コンテンプト・オブ・コート 1-31
店内の空気が止まった。
ローリーは入口に立ったまま、エイダンたちを見ていた。
トーマスはレジの奥にいる。
その表情を見て、ローリーは何かがおかしいと気づいた。
「お父さん」
トーマスは答えない。
ローリーはエイダンを見る。
「あなたたち、何してるの?」
エイダンは椅子から立ち上がった。
「お前がローリーか」
「そうよ」
「弁護士だな」
「今は業務停止中よ。それが何?」
「別に」
エイダンはカウンターの上に置かれていた帳簿を閉じた。
「お前の父親と金の話をしている」
ローリーがトーマスを見る。
「金?」
「……ローリー」
「何の話?」
トーマスは答えなかった。
ローリーはエイダンに向き直った。
「父に何をしたの?」
「何もしてない」
「じゃあ、どうしてこんな人数で店にいるの?」
「借金があるからだ」
ローリーの表情が変わった。
「借金?」
トーマスが口を開く。
「ローリー、これは俺の問題だ」
「黙ってて」
トーマスが止まる。
ローリーはエイダンを見る。
「いくら?」
「本人に聞け」
「本人が話さないから聞いてるの」
エイダンはポケットから一枚の書類を取り出した。
折り畳まれていた紙を開く。
「これだ」
ローリーが受け取る。
借用書だった。
ローリーは書面に目を落とした。
金額。
返済期限。
利息。
そして、トーマスの署名。
ローリーの目が止まる。
「……これ」
「読めるか?」
「読めるわよ」
ローリーは数字を追った。
「お父さん」
トーマスは顔を上げない。
「これ、本当に署名したの?」
「……ああ」
「どうして?」
「店を続けるために必要だった」
「銀行じゃなくて、こんなところから借りたの?」
「仕方なかった」
ローリーは借用書を握った。
「仕方なかった?」
「店を潰したくなかった」
「だから黙ってたの?」
トーマスは答えなかった。
ローリーは再び借用書を見る。
「この利息……」
エイダンが言った。
「契約したんだ。
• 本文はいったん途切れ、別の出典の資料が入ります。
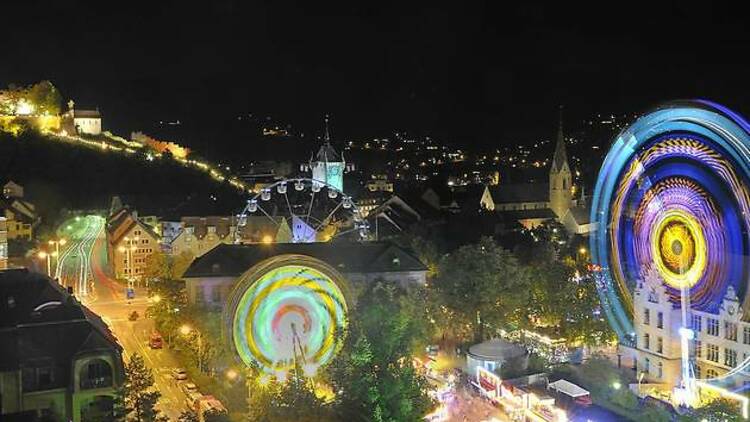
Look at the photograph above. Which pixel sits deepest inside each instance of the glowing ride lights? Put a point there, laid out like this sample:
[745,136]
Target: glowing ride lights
[285,313]
[672,197]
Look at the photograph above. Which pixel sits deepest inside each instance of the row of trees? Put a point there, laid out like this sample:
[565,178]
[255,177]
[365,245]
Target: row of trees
[483,287]
[372,377]
[42,97]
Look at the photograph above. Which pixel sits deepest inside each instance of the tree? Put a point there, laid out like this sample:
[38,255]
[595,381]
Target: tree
[140,400]
[480,287]
[294,399]
[45,97]
[187,416]
[161,266]
[373,373]
[719,410]
[214,415]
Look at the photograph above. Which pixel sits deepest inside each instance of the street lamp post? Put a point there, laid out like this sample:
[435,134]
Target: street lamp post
[57,243]
[45,255]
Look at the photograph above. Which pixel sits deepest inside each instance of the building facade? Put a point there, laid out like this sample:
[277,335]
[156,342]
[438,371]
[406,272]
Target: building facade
[211,277]
[721,340]
[130,244]
[57,358]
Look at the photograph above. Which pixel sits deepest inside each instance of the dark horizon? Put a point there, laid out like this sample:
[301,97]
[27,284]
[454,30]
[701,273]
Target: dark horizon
[473,75]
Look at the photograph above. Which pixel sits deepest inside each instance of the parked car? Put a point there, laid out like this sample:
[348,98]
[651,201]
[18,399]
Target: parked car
[155,341]
[179,374]
[206,403]
[188,388]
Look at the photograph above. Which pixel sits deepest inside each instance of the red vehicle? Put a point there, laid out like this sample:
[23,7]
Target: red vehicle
[155,341]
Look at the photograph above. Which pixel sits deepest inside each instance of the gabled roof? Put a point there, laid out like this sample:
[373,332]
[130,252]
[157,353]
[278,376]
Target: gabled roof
[520,192]
[581,214]
[348,257]
[87,114]
[42,322]
[533,214]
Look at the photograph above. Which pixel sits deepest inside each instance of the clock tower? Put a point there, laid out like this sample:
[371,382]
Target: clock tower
[327,165]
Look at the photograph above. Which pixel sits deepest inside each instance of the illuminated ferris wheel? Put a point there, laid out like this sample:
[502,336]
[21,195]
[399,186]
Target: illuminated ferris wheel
[305,210]
[672,206]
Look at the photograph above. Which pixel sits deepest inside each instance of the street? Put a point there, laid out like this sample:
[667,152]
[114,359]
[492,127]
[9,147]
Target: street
[83,266]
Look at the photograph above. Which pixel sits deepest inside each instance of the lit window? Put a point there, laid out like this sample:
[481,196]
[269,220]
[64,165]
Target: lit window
[712,352]
[712,327]
[730,331]
[730,357]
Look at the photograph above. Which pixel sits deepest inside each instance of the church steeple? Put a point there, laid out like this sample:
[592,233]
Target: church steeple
[560,159]
[560,177]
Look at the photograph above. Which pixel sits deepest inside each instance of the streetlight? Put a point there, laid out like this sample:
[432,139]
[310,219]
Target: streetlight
[57,243]
[640,380]
[185,330]
[45,255]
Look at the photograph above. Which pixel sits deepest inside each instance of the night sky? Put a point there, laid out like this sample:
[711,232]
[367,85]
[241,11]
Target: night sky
[471,73]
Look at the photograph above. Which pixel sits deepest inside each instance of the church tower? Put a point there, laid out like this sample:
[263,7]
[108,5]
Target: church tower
[560,177]
[328,166]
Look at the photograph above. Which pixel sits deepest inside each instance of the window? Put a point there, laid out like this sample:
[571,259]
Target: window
[712,352]
[660,320]
[730,330]
[697,326]
[730,357]
[712,327]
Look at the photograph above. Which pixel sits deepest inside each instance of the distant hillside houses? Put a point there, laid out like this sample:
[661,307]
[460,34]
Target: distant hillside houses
[160,146]
[80,121]
[20,215]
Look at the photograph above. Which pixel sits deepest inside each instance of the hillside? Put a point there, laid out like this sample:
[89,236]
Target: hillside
[61,175]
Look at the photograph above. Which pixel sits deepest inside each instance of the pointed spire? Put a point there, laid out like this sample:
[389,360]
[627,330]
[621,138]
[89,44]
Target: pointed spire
[560,158]
[327,136]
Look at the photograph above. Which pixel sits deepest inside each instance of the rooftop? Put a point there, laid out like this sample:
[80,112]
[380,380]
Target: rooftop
[348,257]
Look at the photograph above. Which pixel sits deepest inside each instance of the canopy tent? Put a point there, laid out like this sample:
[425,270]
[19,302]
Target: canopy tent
[567,387]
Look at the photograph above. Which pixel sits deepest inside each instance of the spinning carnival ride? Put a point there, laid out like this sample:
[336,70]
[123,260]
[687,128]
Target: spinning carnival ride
[287,313]
[310,211]
[672,198]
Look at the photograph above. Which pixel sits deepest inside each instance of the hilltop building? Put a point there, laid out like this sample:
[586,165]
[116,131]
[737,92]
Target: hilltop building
[88,122]
[328,166]
[57,358]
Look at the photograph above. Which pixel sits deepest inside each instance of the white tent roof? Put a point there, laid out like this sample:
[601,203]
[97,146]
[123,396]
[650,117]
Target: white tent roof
[568,388]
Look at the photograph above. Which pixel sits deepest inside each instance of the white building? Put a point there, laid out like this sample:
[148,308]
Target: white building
[87,122]
[722,340]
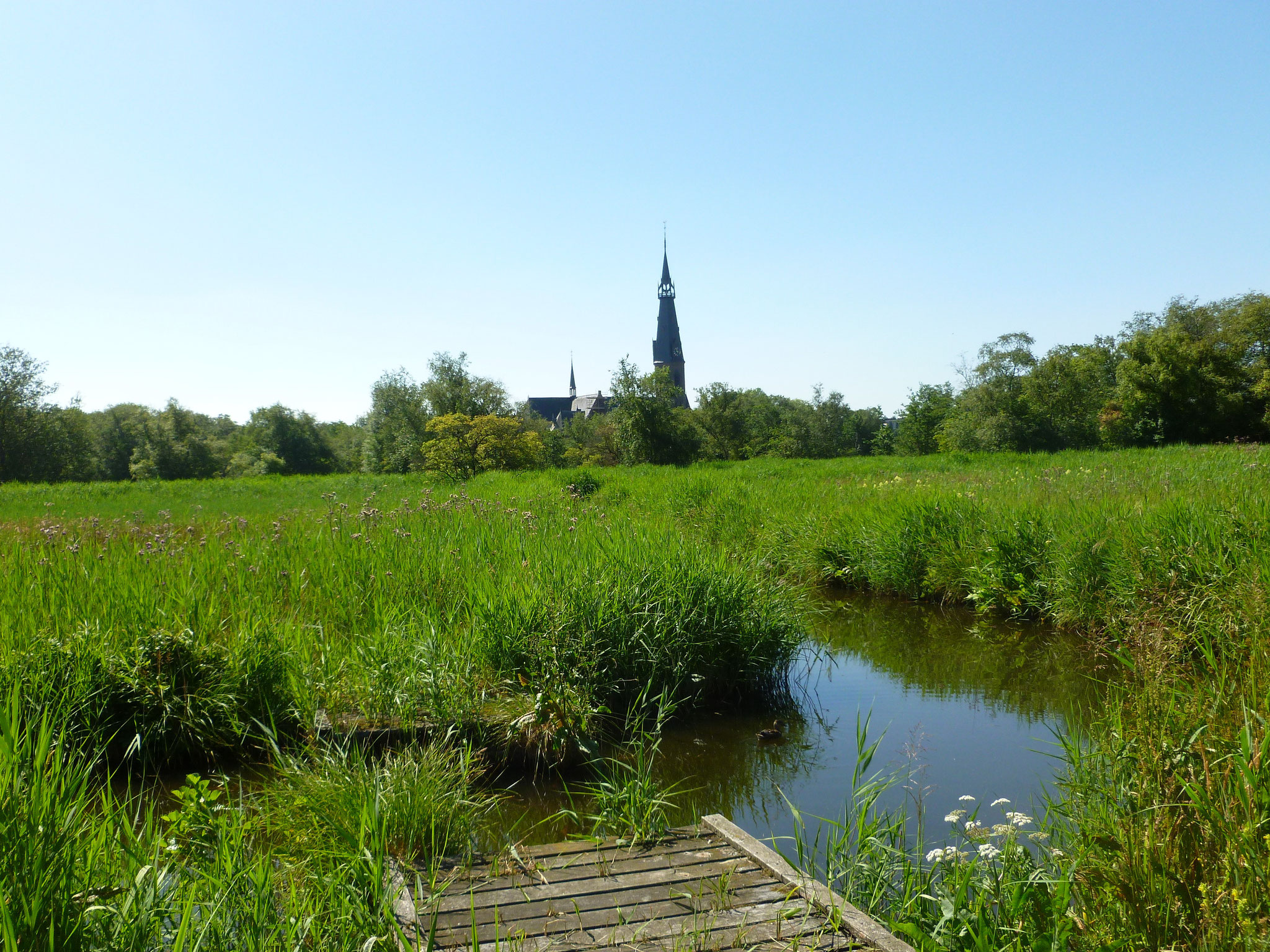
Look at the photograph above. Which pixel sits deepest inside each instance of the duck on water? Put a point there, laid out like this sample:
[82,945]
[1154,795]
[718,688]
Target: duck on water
[775,733]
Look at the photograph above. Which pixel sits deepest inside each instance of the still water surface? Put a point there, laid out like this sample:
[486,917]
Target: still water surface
[970,706]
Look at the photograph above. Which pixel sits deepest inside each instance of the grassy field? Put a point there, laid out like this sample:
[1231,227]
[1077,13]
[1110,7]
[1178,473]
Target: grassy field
[528,616]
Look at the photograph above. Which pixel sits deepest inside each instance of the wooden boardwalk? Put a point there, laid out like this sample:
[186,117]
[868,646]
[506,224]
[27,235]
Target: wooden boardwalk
[706,888]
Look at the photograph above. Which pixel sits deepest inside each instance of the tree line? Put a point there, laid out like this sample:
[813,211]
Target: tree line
[1191,374]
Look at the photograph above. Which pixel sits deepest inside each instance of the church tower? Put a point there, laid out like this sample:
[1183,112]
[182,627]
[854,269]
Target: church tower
[667,348]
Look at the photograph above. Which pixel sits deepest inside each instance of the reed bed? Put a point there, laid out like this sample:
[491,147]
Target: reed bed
[186,624]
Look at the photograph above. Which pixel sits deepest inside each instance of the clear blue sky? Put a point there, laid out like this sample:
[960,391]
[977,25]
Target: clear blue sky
[244,203]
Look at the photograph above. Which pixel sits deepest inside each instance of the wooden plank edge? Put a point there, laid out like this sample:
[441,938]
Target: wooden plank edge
[858,922]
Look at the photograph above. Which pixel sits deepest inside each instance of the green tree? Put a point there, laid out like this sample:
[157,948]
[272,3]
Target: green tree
[117,432]
[992,412]
[397,426]
[1192,374]
[921,423]
[463,446]
[38,439]
[293,437]
[453,390]
[182,444]
[1067,391]
[735,425]
[651,426]
[346,443]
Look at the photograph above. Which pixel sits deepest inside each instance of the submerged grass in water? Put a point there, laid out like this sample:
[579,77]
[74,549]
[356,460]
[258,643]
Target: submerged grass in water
[195,616]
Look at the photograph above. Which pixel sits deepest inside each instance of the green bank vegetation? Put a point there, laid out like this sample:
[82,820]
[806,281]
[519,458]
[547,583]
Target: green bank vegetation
[186,622]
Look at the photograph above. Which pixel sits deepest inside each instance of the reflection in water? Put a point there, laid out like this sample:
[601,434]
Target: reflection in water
[972,705]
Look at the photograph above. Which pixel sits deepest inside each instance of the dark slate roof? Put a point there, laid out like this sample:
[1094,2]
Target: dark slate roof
[551,408]
[667,348]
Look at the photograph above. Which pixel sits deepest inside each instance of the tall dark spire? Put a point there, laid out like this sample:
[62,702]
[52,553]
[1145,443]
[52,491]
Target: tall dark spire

文句はないだろ」
「文句?」
ローリーが顔を上げる。
「この条件で?」
「嫌なら借りなければよかった」
「父は知らなかったんでしょう。これがどれだけ異常な条件なのか」
「署名はしてる」
「そういう問題じゃない」
ローリーは一歩近づいた。
エイダンは動かない。
「あなたは何者?」
「貸した側だ」
「個人でこんな金を?」
「そうだ」
「登録は?」
エイダンは笑った。
「いきなり弁護士らしくなったな」
「質問に答えて」
「今日は借金を返してもらいに来ただけだ」
ローリーは借用書をエイダンに返した。
「父は返せないわ」
「それは聞いた」
「店を売らせるつもり?」
「俺は方法を指定してない」
「じゃあ何をするの?」
「返してもらう」
エイダンは借用書を折り畳んだ。
「それだけだ」
ローリーはトーマスを振り返る。
「どうして私に言わなかったの?」
「お前に迷惑をかけたくなかった」
「もう迷惑かかってる」
「ローリー」
「私はあなたの娘よ」
トーマスは何も言えなかった。
エイダンが部下に目を向ける。
「行くぞ」
男たちが動き始めた。
ローリーがエイダンを呼び止める。
「待って」
エイダンが振り返る。
「何だ?」
「この借用書、私が調べるから」
「好きにしろ」
「違法な部分があったら、ただじゃ済まないわよ」
エイダンはローリーを見た。
「今のお前は弁護士じゃない」
ローリーの目が鋭くなる。
「それでも法律は知ってる」
「そうか」
エイダンは店の入口へ向かった。
部下たちが続く。
ドアの前でエイダンが立ち止まった。
トーマスを見る。
「早く返せよ」
トーマスは何も答えなかった。
エイダンたちは店を出ていった。
ドアが閉まる。
ローリーはしばらく入口を見ていた。
そして、父親を見る。
「お父さん」
「……何だ」
「どうして、あんな連中から金を借りたの?」
トーマスは答えられなかった。
ローリーはテーブルの上を見る。
そこには、エイダンが残していった借金の記録があった。
ローリーはそれを手に取った。
「私が何とかする」
トーマスが顔を上げる。
「ローリー」
「このままにはしない」
ローリーは書類を握った。
「相手が誰なのか、調べる」
そう言って、ローリーは店の奥へ歩いていった。